Given the scope of the operation, Reardon knew funding would be crucial, and the idea emerged that a federal agency partnership would be most feasible. That led to ATF participation and eventually local agencies followed. The operation reflected a new investigative strategy to address a shift in how street gangs finance themselves. Gangs are moving away from the potentially harsh prison sentences of drug dealing to the less punitive and still lucrative modes of auto theft and burglaries.

“They know those crimes aren’t considered serious anymore,” Reardon said. “They have a saying, ‘property crime – do no time.’”

That doesn’t make the gangsters any less deadly or violent: Guns are still tools of the trade. Undercover operatives lured would-be defendant by buying weapons and vehicles.

“These controlled purchases were very dangerous and considered high-risk operations for the undercover operatives and the support personnel,” Hensley noted. “Many of the targets had prior convictions for violent crimes and some were documented gang members.”

Hensley is a Captain in his department and serves as Field Operations Bureau Captain responsible for motor and patrol divisions. The Daly City Police Department, which has 110 sworn employees, dedicated a full-time officer to the task force, provided additional detectives, task force agents and members of its street crimes team to the task force, Hensley said. Undercover operatives began making controlled purchases of firearms, narcotics, and stolen vehicles in Daly City and surrounding cities over an 18-month period.
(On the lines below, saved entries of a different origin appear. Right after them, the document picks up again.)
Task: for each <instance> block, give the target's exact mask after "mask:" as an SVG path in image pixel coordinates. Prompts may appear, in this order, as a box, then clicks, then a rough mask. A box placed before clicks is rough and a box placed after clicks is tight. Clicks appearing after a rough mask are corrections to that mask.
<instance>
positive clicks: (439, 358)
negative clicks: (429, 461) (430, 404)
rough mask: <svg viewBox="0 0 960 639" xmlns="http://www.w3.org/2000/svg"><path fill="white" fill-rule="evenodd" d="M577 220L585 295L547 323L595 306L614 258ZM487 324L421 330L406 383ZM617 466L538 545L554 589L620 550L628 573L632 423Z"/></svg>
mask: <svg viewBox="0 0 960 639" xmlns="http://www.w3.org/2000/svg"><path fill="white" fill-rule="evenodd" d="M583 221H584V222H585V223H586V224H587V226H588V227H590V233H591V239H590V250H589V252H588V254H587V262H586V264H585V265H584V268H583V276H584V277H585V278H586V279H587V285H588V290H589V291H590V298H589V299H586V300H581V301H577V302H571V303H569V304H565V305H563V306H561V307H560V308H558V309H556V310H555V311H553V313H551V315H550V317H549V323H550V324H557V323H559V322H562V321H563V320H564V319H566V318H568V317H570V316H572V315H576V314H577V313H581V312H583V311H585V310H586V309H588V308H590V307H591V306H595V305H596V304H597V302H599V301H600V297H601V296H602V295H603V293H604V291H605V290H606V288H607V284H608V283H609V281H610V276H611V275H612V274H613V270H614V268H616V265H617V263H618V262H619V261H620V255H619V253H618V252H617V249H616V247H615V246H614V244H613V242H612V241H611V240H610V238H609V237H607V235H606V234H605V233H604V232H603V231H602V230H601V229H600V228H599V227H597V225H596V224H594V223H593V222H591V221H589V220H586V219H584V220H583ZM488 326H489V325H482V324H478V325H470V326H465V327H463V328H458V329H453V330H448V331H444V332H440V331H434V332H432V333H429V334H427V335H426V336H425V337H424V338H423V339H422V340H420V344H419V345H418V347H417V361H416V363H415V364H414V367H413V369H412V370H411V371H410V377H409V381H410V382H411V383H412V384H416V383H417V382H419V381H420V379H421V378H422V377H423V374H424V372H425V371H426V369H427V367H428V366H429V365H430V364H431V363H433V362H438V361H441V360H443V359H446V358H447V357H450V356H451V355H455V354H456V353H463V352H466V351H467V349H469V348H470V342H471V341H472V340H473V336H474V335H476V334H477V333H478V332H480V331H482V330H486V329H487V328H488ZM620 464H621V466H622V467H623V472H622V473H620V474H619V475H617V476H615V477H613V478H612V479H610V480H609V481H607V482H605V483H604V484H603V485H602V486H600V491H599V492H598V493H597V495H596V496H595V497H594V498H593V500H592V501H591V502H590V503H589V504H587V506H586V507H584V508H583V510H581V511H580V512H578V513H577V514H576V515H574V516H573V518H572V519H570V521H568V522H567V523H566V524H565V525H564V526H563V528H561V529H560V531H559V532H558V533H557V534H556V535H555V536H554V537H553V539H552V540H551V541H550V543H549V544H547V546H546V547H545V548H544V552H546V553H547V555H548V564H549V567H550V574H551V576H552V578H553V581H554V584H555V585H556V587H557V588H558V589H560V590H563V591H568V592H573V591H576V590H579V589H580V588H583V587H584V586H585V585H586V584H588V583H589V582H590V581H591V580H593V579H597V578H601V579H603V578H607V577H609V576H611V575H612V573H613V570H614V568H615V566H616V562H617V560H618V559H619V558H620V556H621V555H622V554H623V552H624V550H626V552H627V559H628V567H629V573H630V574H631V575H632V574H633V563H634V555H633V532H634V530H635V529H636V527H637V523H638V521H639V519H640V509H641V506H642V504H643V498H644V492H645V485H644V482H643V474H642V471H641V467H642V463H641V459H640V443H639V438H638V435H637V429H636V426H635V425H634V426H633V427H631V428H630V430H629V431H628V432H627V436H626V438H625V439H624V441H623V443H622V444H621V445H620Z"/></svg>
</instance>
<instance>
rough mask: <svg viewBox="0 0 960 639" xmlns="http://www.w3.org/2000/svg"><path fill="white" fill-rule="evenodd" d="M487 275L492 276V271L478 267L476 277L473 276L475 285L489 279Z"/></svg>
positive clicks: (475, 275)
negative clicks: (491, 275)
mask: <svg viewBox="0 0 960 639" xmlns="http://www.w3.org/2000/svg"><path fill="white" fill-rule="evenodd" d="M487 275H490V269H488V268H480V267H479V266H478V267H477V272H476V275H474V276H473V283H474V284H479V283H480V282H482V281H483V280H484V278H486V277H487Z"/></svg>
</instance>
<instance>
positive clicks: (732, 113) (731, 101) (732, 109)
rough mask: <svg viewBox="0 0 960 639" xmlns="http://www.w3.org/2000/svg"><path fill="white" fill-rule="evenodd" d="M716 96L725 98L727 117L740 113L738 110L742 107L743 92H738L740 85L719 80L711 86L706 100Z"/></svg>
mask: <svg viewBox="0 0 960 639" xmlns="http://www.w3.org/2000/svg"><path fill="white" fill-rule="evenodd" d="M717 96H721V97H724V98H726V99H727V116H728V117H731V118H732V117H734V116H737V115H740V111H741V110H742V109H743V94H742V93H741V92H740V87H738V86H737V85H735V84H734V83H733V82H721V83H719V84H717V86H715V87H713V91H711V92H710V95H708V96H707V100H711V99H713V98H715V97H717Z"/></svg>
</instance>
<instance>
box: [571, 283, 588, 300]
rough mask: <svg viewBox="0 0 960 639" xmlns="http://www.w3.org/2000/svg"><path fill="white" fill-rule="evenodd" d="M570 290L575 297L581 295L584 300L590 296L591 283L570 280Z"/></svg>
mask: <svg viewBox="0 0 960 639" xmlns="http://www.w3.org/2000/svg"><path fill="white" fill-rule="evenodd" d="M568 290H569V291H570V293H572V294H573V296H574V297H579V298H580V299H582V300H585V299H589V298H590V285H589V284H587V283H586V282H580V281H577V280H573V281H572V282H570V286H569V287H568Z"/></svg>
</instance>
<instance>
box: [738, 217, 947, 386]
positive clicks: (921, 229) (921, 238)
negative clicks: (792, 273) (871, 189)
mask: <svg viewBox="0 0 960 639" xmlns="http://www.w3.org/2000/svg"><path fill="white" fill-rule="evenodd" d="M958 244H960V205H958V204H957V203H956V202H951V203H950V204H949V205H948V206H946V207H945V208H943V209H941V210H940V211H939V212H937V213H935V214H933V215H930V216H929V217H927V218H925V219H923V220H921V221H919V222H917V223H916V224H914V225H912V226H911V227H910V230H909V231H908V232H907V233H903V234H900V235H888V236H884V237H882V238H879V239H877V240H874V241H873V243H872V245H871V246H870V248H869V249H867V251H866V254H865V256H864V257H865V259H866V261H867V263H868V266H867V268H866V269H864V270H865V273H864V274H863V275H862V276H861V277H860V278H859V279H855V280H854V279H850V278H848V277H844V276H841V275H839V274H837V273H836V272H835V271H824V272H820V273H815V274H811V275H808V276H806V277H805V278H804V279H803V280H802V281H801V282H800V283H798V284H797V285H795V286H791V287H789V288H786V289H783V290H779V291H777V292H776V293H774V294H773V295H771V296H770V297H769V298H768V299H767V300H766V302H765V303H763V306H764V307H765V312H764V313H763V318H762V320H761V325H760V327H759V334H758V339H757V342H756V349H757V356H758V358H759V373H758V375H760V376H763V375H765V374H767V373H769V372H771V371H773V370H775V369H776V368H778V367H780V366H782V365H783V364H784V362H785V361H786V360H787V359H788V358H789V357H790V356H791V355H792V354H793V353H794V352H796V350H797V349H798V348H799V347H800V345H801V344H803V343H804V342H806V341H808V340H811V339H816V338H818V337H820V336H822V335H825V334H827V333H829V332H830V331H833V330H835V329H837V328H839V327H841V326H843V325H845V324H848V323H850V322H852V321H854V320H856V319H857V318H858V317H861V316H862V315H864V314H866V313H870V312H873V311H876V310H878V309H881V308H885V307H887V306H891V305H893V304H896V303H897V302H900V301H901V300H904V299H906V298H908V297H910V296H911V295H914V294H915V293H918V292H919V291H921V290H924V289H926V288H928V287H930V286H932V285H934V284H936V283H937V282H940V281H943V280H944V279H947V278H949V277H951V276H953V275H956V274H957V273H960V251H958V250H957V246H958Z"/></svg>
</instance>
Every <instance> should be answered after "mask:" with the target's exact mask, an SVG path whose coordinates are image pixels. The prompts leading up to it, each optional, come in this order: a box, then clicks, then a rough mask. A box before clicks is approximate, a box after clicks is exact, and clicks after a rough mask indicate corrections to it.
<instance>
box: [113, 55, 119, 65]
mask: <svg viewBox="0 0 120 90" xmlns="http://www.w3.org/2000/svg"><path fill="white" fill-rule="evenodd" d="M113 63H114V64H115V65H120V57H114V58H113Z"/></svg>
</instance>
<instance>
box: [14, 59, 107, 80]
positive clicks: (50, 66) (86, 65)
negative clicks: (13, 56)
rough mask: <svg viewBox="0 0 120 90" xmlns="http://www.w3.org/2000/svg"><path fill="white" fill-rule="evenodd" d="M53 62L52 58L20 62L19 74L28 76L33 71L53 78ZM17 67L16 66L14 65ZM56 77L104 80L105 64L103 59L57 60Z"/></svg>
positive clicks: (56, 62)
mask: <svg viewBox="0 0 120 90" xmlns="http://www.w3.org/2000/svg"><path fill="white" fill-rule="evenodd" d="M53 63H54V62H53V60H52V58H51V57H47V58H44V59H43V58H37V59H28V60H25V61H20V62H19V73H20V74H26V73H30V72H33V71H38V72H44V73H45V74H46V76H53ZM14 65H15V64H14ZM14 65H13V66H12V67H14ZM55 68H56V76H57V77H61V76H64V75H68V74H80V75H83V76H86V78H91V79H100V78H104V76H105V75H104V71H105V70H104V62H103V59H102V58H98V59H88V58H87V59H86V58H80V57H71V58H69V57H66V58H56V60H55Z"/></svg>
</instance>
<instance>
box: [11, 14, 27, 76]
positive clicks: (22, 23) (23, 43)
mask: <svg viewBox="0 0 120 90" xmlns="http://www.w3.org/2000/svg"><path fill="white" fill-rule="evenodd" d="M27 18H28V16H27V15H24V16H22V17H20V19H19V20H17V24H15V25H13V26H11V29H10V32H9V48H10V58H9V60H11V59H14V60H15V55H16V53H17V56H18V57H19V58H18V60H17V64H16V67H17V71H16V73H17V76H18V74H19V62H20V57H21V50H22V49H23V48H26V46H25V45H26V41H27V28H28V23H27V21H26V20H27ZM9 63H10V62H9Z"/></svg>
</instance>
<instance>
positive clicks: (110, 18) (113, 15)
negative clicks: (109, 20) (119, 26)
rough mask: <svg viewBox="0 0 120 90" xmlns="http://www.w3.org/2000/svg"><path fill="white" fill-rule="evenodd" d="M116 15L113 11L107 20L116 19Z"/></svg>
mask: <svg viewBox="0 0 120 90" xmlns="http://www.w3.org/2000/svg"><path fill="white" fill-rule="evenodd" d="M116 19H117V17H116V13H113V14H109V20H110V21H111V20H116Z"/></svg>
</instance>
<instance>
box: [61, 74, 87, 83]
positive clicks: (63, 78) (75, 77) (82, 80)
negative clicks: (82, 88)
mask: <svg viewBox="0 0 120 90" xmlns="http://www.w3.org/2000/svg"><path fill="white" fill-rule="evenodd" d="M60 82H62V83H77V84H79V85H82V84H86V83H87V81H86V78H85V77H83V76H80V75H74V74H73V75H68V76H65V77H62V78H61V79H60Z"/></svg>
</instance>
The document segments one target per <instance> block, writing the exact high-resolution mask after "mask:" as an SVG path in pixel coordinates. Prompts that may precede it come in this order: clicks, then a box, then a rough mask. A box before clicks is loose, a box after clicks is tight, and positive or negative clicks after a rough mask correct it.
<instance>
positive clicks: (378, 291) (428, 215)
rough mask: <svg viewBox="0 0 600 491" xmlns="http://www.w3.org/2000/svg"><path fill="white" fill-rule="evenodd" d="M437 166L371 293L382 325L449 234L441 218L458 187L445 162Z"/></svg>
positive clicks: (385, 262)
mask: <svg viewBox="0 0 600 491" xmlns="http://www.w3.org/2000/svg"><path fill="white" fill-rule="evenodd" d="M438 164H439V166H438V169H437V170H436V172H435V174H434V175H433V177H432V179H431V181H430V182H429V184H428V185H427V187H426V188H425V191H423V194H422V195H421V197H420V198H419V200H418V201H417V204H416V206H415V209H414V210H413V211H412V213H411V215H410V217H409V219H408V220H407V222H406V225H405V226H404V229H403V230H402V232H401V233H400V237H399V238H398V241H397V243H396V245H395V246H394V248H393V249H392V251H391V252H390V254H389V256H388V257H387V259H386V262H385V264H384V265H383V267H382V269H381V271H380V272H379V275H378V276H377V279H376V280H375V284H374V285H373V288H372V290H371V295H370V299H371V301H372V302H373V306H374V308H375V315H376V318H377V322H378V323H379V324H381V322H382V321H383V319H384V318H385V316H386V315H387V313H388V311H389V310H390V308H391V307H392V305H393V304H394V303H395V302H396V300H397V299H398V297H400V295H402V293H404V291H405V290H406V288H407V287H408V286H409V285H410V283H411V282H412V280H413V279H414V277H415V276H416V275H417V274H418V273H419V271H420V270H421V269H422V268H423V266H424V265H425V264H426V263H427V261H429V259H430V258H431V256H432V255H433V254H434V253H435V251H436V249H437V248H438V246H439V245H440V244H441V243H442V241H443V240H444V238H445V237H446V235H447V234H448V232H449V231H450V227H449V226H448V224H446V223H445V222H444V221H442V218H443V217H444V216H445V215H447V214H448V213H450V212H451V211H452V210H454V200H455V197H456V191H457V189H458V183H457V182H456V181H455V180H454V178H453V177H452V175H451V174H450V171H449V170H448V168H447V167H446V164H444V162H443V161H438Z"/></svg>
Daly City Police Captain Patrick Hensley

Hensley credits the CHDS master’s degree program with broadening his perspective on the value of “diversity in thought” and what it takes to work in an effective, collaborative team environment. His thesis, “Shades of Gray: Releasing the Cognitive Binds that Blind Us,” examined how to mitigate cognitive bias in the intelligence community and was illustrative of the teamwork necessary to Operation Cold Day.

CHDS coursework was also beneficial. The Technology for Homeland Security class was helpful as the task force employed advanced technological tools while the Critical Infrastructure Protection course provided a foundation as the task force built in redundancies as risk mitigation measures during operations.

“CHDS taught me the value of a maintaining a global perspective,” Hensley said. “Just as the war on terrorism cannot be won by a single government, our ability at the local level to combat violence involving firearms cannot be won without assistance from our federal and state partners who bring additional resources to the table.”

Reardon is the Commander of the Investigative Services Unit for CHP’s Golden Gate Division, overseeing about 40 sergeants and detectives who investigate cases in the nine-county San Francisco Bay Area. He also a Terrorism Liaison Officer, and conducts Critical Infrastructure Threat Analysis in the Bay Area. As he heads toward completion of the CHDS master’s program, courses such as Unconventional Threats to Homeland Security and Critical Infrastructure Protection have been especially applicable to his job responsibilities. The CHDS the experience has expanded his comfort level in working across disciplines, he said.

“The program gives you more comfort to reach out and work with people from other agencies who have similar goals,” he said. “You can multiply your effectiveness by working together. That’s the biggest takeaway I’ve had from CHDS.”